Nevertheless, despite their notorious dishonesty, I sometimes hand an olive branch to these people by pretending to take their “space aliens” political ploy seriously. Unrealistic as the space alien theory is, it constitutes intelligent design’s best shot…
Creationists…never miss a trick. When I have raised the science-fiction olive branch to try to argue against them, they have twisted it — most recently in a movie scheduled to open this week — in order to proclaim loudly, “Dawkins believes in intelligent design after all.” Or “Dawkins believes in little green men in flying saucers.” Or “Dawkins is a Raelian.” It’s called “lying for Jesus,” and they are completely shameless.

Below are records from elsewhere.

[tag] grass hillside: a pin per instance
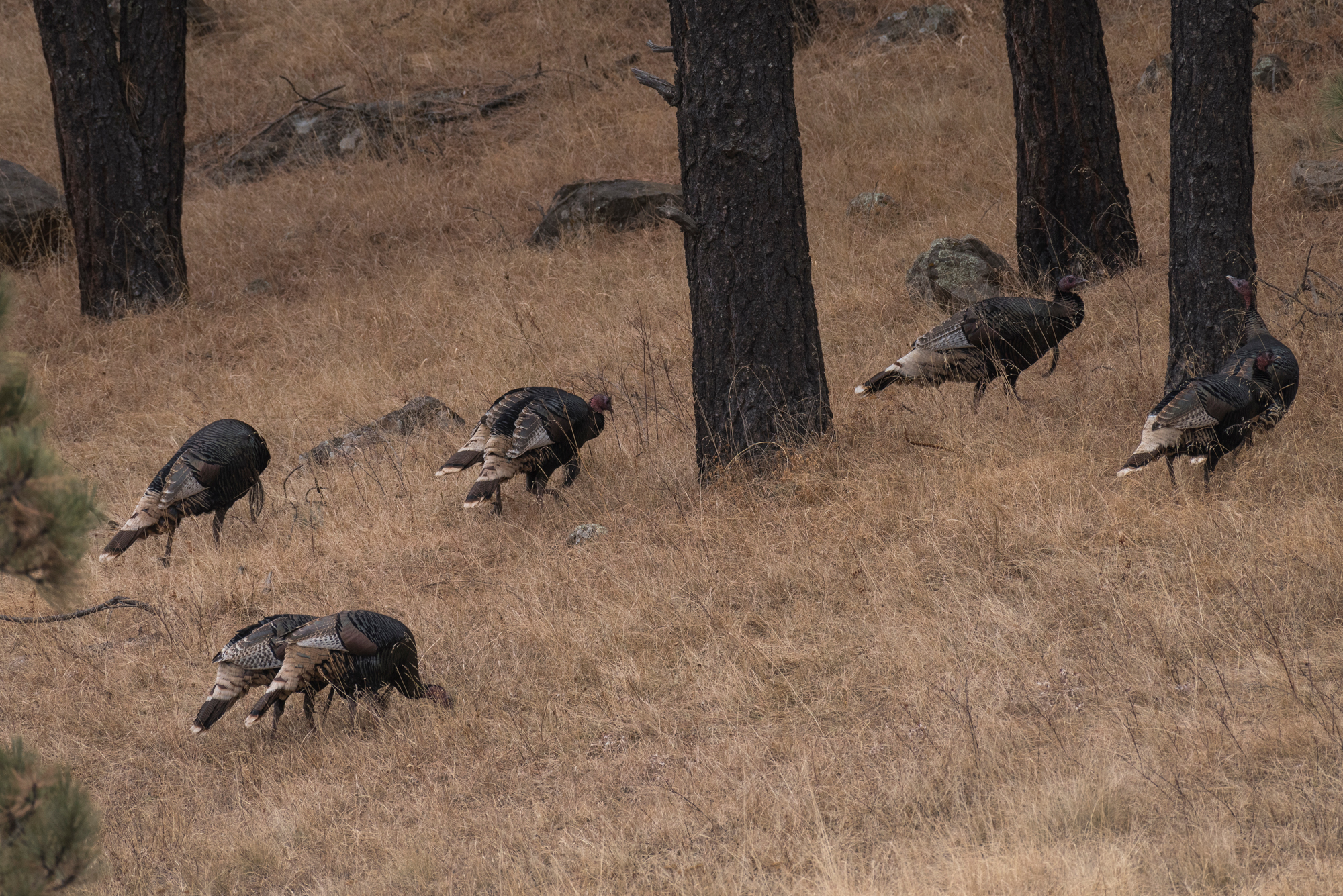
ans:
(942, 652)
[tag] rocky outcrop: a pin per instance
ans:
(917, 23)
(870, 204)
(1271, 74)
(1321, 184)
(618, 205)
(418, 412)
(957, 272)
(33, 216)
(1157, 75)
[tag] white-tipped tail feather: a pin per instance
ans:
(1152, 446)
(146, 515)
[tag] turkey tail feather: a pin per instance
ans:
(460, 462)
(273, 694)
(1153, 444)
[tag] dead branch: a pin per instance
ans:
(108, 605)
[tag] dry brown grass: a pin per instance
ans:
(980, 668)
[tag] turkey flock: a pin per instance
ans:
(539, 431)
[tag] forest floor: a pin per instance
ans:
(939, 652)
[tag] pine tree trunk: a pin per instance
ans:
(120, 126)
(1212, 230)
(1072, 203)
(759, 377)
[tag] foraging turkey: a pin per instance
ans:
(214, 468)
(534, 430)
(996, 337)
(1204, 419)
(252, 659)
(357, 652)
(1255, 341)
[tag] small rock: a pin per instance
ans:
(1271, 74)
(586, 533)
(917, 23)
(1157, 75)
(33, 216)
(620, 205)
(1319, 183)
(957, 272)
(870, 203)
(416, 413)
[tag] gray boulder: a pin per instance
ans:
(957, 272)
(618, 205)
(33, 216)
(918, 23)
(585, 533)
(324, 129)
(1321, 184)
(1271, 74)
(1157, 75)
(868, 204)
(425, 411)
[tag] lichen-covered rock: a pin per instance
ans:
(417, 412)
(618, 205)
(33, 216)
(585, 533)
(868, 204)
(918, 23)
(957, 272)
(1157, 75)
(331, 129)
(1319, 183)
(1271, 74)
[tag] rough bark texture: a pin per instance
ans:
(1212, 180)
(759, 377)
(120, 126)
(1072, 203)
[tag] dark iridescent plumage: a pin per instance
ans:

As is usual, Dawkins’s article is a mix of the excellent – such as his clarification of evolution being down to luck (“In fact, natural selection is the very opposite of a chance process”) – and the not-so-good. In this latter group, you have disingenuous qualifications such as in the sentence “The distinguished molecular biologists Francis Crick and Leslie Orgel advanced a version of the notion, probably tongue in cheek, called ‘Directed Panspermia.'” (surely Dawkins knows that Orgel and Crick were deadly serious at the time, though decades later they may have had reservations in light of newer research on the origins of life on Earth).
Once again, also, the ‘God’ of Richard Dawkins appears to be some long-bearded dude with a flowing white robe. To be fair, that is also the conception of many of those that he is arguing against, so it is understandable to a point. But more intelligent people do have ideas about a ‘God’ as being more related to consciousness or energy, rather than some simplistic ‘mega-man’. And returning to the ‘aliens as gods’ argument, it may also be completely wrong to consider their development as being related to our own in any way. To say “they still had to have evolved like us” is a fallacious argument, if such creatures actually did create life and evolution itself…it would be arguing from a false premise. Furthermore, contra to Dawkins claims that such creatures would not really be ‘gods’ because they didn’t create the Universe, there is also the ‘Universe as a simulation’ argument (from people like Nick Bostrom) to consider…which basically does entail a “creator” of some description, however (relatively) ‘mundane’.
Anyhow, I’m glad that Richard Dawkins brought the topic up, because I find it fascinating. The commentary above isn’t meant as a rebuttal to him, or as support for ID proponents…more just a kicking around of some very interesting ideas. For more reading on the ‘aliens as gods’ topic, I definitely recommend astrobiologist David Grinspoon’s book Lonely Planets, which discusses some possibilities in the later chapters.